On occasion, I'll read an opinion by Justice Wiley that I feel is too harsh or curt (or both).
Not here.
A plumber allegedly didn't do a great job on work that cost $47,883.40, so the owner of the building had to hire someone else to fix it. The worker who subsequently fixed the problem charged the owner less than $43,883.40, but the owner nonetheless sued the original plumber for a fair piece of change. When the first plumber eventually defaulted, the owner submitted a default package asking for over $1 million, including over $300,000 in attorney's fees. The trial court said "No way" and awarded $120,319.22 total, and the owner appealed.
The Court of Appeal affirms. And isn't shy about explaining why.
Read the whole opinion -- it's 25 pages -- for a full understanding of why the trial court (as well as the Court of Appeal) thought that the owner was unnecessarily churning the case. Plus there's the whole "lack of candor" portion of the opinion. I'm fully on board for everything that Justice Wiley says on this score.
I nonetheless will mention that a small portion of the opinion seems erroneous to me.
The plaintiff here propounded a number of case-dispositive requests for admission, which the defendant didn't respond to (because no one represented him at that point). That's a time-worn strategy, and hardly unique to this particular case.
Justice Wiley takes umbrage at this practice, saying that it was unnecessary since the defendant had already essentially defaulted. I fully agree with that.
But he also attacks the practice writ large. He quotes the Rutter Group to say that "requests for admissions are useful 'only as to matters of lesser
importance (for which they may not be necessary, since
unimportant matters can usually be handled by stipulation with
opposing counsel).'" And then goes on to say that, as a general matter, propounding RFAs on the ultimate issues in the case is "troubling," "not ‘in
conformity with the spirit of the law,’" and does not "serve substantial justice.’”

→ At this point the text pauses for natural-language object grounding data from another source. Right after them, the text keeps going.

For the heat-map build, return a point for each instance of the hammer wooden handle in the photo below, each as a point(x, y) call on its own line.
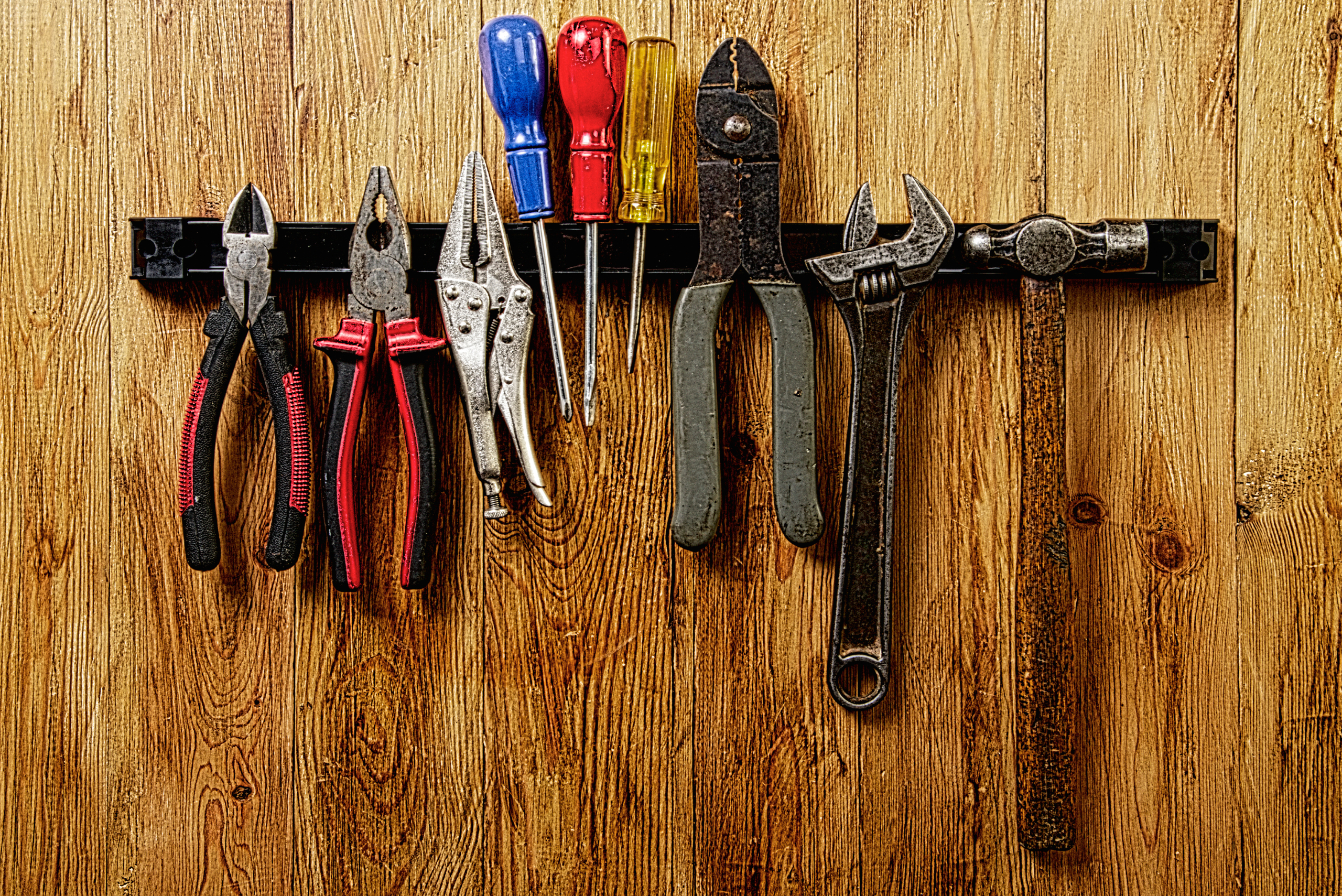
point(1044, 606)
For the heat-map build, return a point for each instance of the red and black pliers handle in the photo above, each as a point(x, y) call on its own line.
point(247, 305)
point(379, 256)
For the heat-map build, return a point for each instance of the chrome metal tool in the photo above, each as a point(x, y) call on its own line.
point(488, 320)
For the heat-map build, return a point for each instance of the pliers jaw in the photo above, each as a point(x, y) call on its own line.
point(248, 238)
point(488, 317)
point(379, 253)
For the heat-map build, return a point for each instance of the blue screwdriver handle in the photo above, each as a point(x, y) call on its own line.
point(516, 68)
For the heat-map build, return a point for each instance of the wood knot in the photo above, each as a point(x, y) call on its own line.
point(1087, 512)
point(1170, 550)
point(742, 448)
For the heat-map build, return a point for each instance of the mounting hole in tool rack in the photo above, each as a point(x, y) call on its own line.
point(858, 682)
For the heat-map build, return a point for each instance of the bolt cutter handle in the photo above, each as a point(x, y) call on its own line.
point(694, 414)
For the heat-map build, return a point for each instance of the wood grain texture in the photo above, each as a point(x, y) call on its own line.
point(202, 104)
point(773, 757)
point(1287, 451)
point(54, 608)
point(576, 643)
point(1141, 123)
point(388, 792)
point(953, 95)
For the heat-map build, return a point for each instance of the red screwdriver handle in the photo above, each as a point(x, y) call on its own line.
point(590, 62)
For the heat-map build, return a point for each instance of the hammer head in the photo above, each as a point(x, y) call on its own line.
point(1044, 246)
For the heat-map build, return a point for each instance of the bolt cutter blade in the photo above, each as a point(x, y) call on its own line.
point(248, 214)
point(736, 65)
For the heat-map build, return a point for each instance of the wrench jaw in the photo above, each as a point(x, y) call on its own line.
point(914, 258)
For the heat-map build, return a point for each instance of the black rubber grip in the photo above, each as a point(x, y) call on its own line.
point(426, 465)
point(197, 457)
point(293, 440)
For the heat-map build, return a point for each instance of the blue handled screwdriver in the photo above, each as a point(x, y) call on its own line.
point(516, 68)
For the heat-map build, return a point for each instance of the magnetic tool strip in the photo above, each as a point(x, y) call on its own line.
point(176, 249)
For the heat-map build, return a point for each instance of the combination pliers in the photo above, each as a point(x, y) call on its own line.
point(247, 306)
point(737, 114)
point(379, 260)
point(488, 318)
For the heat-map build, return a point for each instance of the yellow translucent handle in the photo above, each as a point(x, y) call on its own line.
point(646, 144)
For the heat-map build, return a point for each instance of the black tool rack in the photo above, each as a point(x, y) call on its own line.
point(180, 249)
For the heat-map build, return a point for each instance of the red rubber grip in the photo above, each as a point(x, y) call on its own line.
point(301, 452)
point(186, 463)
point(403, 341)
point(348, 349)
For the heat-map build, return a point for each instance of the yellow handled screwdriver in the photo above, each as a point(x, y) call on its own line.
point(646, 153)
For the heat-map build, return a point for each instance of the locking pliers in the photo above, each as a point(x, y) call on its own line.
point(488, 318)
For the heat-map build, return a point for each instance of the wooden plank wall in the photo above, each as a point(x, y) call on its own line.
point(575, 706)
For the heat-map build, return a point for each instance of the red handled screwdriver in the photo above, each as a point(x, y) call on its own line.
point(590, 59)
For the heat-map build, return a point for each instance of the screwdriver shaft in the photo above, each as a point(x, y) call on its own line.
point(635, 293)
point(590, 290)
point(552, 318)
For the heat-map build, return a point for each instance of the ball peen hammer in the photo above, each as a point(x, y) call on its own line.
point(1044, 247)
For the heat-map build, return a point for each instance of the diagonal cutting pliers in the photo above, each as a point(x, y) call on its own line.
point(488, 318)
point(379, 260)
point(247, 306)
point(737, 114)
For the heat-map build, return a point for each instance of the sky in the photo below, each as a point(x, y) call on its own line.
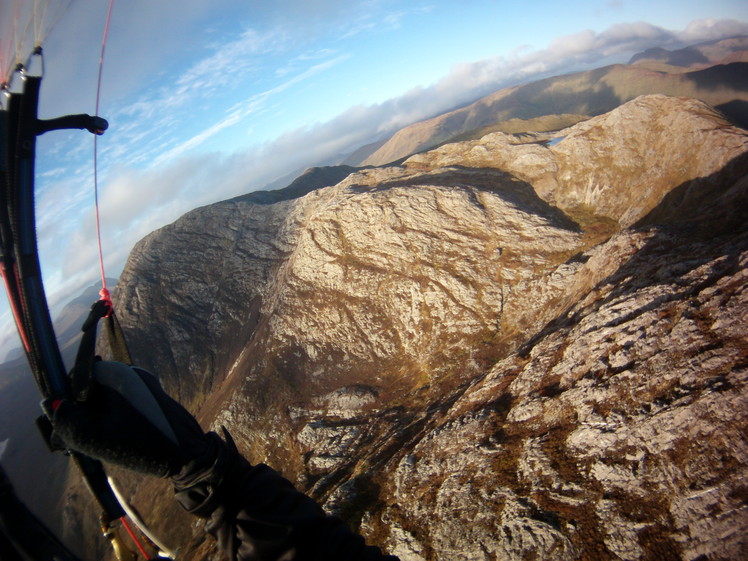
point(210, 100)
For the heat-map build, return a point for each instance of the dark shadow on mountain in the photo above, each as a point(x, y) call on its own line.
point(505, 185)
point(707, 206)
point(698, 222)
point(736, 111)
point(311, 180)
point(681, 57)
point(733, 76)
point(553, 97)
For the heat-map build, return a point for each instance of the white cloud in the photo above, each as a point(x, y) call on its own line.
point(138, 199)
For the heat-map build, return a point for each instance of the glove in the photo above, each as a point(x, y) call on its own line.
point(128, 420)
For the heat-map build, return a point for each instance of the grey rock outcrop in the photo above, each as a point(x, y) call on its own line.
point(507, 348)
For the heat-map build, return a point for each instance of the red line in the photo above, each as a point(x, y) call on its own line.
point(134, 538)
point(16, 313)
point(96, 173)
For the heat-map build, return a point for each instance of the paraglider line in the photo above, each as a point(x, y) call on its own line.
point(104, 292)
point(134, 538)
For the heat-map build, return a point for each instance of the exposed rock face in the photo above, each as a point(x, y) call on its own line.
point(500, 349)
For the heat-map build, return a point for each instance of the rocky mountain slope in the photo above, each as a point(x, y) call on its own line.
point(523, 346)
point(713, 72)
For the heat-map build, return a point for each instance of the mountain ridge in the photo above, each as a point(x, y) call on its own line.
point(587, 93)
point(426, 345)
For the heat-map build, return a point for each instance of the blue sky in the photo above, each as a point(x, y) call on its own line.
point(209, 100)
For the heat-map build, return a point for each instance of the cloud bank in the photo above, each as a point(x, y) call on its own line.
point(166, 170)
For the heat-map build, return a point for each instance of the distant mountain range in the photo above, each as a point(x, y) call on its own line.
point(483, 344)
point(500, 347)
point(560, 101)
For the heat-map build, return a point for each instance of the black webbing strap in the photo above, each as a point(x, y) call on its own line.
point(81, 375)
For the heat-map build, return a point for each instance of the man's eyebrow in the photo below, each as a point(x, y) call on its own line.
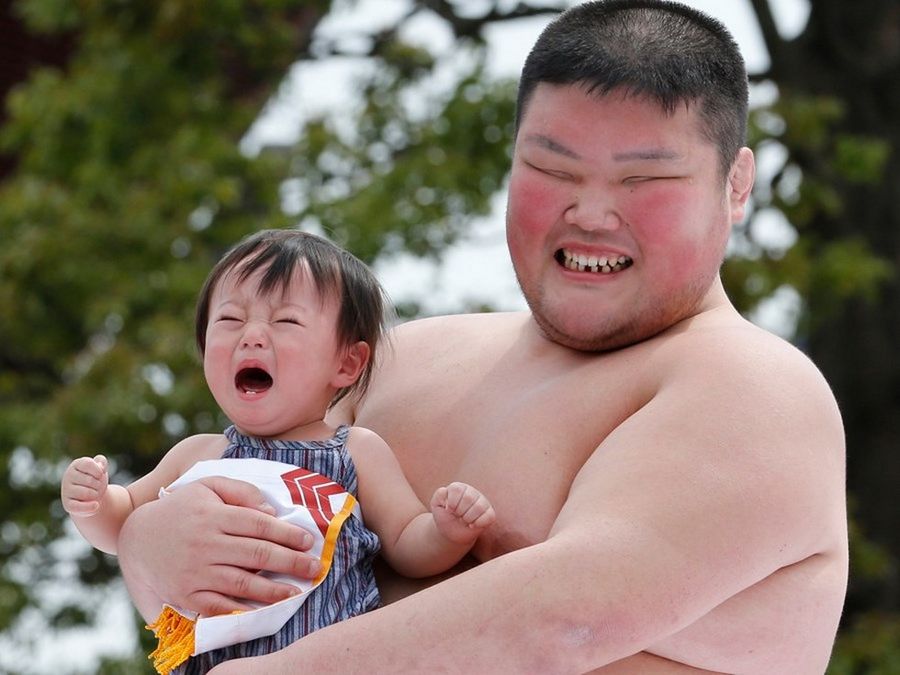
point(648, 154)
point(551, 145)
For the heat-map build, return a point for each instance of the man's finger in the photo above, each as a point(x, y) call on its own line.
point(238, 493)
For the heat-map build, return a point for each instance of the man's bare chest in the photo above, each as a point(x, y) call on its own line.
point(520, 435)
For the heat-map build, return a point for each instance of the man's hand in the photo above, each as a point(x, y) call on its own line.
point(200, 548)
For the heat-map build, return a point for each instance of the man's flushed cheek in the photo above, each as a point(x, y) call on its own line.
point(533, 207)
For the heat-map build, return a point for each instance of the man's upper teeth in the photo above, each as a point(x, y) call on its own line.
point(591, 263)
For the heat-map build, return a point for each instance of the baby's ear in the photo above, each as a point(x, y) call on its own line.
point(352, 362)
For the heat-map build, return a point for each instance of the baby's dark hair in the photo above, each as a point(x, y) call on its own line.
point(335, 272)
point(661, 50)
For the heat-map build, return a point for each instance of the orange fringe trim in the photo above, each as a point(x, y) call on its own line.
point(175, 633)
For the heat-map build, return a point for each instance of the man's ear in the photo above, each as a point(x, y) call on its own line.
point(740, 183)
point(352, 362)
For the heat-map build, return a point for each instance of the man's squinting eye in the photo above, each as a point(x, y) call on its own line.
point(562, 175)
point(645, 179)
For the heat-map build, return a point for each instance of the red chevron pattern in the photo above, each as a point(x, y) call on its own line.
point(311, 490)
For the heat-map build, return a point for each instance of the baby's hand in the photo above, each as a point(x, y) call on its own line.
point(83, 486)
point(461, 512)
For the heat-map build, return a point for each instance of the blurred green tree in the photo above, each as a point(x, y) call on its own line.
point(128, 181)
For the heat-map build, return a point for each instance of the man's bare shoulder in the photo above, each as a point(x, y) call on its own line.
point(434, 326)
point(735, 352)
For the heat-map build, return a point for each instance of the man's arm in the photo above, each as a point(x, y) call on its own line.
point(224, 529)
point(716, 483)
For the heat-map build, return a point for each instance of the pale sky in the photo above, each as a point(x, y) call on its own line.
point(476, 270)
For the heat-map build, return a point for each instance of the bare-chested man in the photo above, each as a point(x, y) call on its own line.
point(668, 478)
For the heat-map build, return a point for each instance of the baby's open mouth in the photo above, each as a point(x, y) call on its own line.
point(252, 380)
point(599, 264)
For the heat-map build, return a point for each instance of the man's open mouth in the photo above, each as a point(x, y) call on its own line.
point(252, 380)
point(599, 264)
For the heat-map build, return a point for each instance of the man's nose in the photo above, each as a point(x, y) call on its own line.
point(592, 211)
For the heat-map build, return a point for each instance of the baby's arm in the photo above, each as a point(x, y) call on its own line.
point(416, 542)
point(97, 508)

I understand that there are occasional cases that so state, but that attitude seems flatly wrong to me. It's just fine, in my view, to propound case-dispositive RFAs, even at the very outset of the case. Mind you, if you do so, the RFAS may well not be successful, since the other side will almost surely deny them and the trial court will almost equally surely find "substantial justification" for such denials given the early stage of the litigation and hence deny cost of proof sanctions even if you establish the truth of the requests at trial. But if you want to give it a shot, I see nothing improper about the practice.
Moreover, I think the practice has affirmatively beneficial results as well. Sometimes, even early on in the litigation (and especially thereafter), there is in fact no substantial justification whatsoever to deny even case-dispositive RFAs. Say, for example, you rear-end someone on a bridge. Or drive drunk and smash into someone's house. That's pretty much certainly your fault. If you nonetheless deny liability in your answer, well, a case-dispositive RFA on an ultimate fact can -- and should -- be coming your way. And if you have the gonadular fortitude to deny the thing, well, if I'm the judge, I'm imposing cost of proof sanctions every day of the week if liability is ultimately found. Rightly so.
RFAs are designed to narrow disputes, and one (critical) way they do so is to impose a burden on those litigants who might wrongfully create disputes where none actually exist. That's equally true for both "important" (e.g., case dispositive) portions of the case, as well as less portions. RFAs are valuable in both settings.
So I'm 100% on board for Justice Wiley's language as applied here. But I don't think that language applies more broadly, and am worried that a published opinion contains language that litigants might well use to defeat the value (and use) of case-dispositive RFAs.